The U.S. Court of Federal Claims considered this legal issue in the Gaylord v. The United States case. The facts are convoluted, but, in sum, the artist of “The Column” (a sculpture depicting 19 Korean War soldiers that is part of the Korean War Veterans Memorial KWVM in Washington, D.C.) sued the USPS for its stamp that contained a photo of the work. While the trial court first held that the stamp was a fair use, the appellate court ultimately held that the stamp was an infringement.
Fair Use Analysis
Assuming that a court would find that a photo of a sculpture is a derivative work, then would your use be a fair use? Fair use is intended to allow the unauthorized use of copyrighted materials for the benefit of society, believing such use serves a higher purpose. Specifically, Section 107 of the Copyright Act states that:
the fair use of a copyrighted work, including such use by reproduction in copies or phonorecords or by any other means specified by that section, for purposes such as criticism, comment, news reporting, teaching (including multiple copies for classroom use), scholarship, or research, is not an infringement of copyright. In determining whether the use made of a work in any particular case is a fair use the factors to be considered shall include:
(1) the purpose and character of the use, including whether such use is of a commercial nature or is for nonprofit educational purposes;
(2) the nature of the copyrighted work;
(3) the amount and substantiality of the portion used in relation to the copyrighted work as a whole; and
(4) the effect of the use upon the potential market for or value of the copyrighted work.
All four factors (as indicated by the “and” before the last factor) are considered by a court to determine whether a use is fair.
The “purpose and character of the use” is considered one of the most important indicators of fair use. Courts determine whether the copyrighted work has been used to create a new work (often referred to as a “transformative use”) instead of simply copied and/or placed into another work. It’s not just whether the new work is different than the original but whether the new work has a different purpose (such as a book review rather than another book). Therefore, if your manipulation and use are transformative, then this would weigh for a finding of fair use.
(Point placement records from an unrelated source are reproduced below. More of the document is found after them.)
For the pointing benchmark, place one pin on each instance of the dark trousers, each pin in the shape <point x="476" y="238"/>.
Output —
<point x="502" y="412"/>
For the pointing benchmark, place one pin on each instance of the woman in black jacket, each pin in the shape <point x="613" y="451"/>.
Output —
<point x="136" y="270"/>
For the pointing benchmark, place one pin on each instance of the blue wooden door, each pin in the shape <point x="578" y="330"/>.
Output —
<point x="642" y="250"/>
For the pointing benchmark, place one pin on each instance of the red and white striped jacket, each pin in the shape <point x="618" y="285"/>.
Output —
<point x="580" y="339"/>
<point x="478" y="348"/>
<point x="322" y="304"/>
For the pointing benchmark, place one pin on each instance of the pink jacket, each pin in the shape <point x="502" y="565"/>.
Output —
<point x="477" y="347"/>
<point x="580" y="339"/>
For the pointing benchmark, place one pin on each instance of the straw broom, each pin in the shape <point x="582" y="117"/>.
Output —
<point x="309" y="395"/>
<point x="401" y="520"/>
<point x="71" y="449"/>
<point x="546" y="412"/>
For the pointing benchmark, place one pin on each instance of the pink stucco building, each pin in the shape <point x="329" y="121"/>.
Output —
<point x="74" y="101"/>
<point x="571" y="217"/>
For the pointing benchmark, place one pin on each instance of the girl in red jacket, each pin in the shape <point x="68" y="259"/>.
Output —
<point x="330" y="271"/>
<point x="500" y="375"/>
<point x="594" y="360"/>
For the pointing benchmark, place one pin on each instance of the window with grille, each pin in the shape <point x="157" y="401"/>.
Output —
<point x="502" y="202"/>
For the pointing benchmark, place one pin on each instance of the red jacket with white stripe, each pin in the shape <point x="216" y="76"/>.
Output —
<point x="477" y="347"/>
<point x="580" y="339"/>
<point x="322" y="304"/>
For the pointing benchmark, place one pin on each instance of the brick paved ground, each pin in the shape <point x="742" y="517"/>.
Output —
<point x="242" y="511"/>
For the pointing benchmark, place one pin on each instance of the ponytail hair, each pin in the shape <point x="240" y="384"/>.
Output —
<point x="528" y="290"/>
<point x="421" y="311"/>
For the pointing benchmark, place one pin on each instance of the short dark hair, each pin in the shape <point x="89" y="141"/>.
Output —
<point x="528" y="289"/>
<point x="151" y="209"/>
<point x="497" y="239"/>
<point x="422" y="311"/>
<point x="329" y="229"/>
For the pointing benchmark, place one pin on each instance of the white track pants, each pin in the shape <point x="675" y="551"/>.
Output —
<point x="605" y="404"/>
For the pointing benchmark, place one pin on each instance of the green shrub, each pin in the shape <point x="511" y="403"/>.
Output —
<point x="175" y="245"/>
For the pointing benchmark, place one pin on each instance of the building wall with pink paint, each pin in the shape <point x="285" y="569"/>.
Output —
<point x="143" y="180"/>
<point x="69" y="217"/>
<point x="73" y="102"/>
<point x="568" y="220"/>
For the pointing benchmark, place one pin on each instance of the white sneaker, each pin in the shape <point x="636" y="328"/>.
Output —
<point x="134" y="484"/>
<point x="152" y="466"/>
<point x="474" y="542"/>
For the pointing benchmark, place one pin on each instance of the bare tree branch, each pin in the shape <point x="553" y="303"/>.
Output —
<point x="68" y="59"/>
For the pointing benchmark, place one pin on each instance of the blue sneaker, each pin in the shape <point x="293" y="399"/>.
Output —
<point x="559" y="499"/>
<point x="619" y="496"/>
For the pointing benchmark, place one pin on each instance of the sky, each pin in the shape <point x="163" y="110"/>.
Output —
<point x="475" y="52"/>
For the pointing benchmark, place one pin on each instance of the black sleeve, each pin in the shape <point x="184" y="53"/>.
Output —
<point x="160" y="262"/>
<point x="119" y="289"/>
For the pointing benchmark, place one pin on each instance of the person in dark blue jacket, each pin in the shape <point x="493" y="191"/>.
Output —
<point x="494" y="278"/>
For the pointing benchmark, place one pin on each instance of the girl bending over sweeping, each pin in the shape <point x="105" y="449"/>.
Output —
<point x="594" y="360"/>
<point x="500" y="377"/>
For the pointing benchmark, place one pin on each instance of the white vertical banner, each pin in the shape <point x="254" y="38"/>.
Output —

A court is more likely to find fair use when the “nature” of the copyrighted work used has been published, rather than unpublished. Copyright law recognizes the right to control the first public appearance of works. In this case, Hodge’s work is published so this leans towards a finding of fair use.
An unauthorized use will more likely be considered a fair use if a small amount or insubstantial portion of the entire work has been used. While such a “de minimis” use is more difficult with photographs than when copying text, it can occur when the photos are in the background of a video, for example. If you don’t use all of the words from the installation, your new piece would be more likely to be considered a fair use.
When the unauthorized use directly effects and competes with the copyright owner’s business or potential for income, a court will usually find that the use was not a fair use. Since your market likely would be different than Hodges’, your new work would be more likely to be considered a fair use.
Compare what Jeff Koons did with his use of Blanch’s photo in Blanch v. Koons. There, Koons, an artist, incorporated a copyrighted photograph of a woman’s feet adorned with glittery Gucci sandals into a collage “commenting on the ‘commercial images . . . in our consumer culture.’” 467 F.3d 244, 248 (2d Cir. 2006). The court determined that Koons’ use was fair use in part because his collage was transformative. Id. at 252-53. The Court reasoned that the collage and the photo had “sharply different” purposes and that the collage was intended to be a “commentary on the social and aesthetic consequences of mass media. Such transformation of a copyrighted work into a larger commentary or criticism fall squarely within the definition of fair use.”
Richard Prince is known as an “appropriation artist.” There have been many controversies from Prince’s use of photographs, such as those from Marlboro advertisements and Twitter, and he has a history of using other commercial works. In another case, Patrick Cariou, a French photographer whose work was published in the book, Yes Rasta, filed a copyright infringement lawsuit against Richard Prince, the Gagosian Gallery, and others alleging that Prince’s paintings incorporated Cariou’s photographs (thus comprising derivative works) without permission or authorization. The court held that some were infringements and others were not.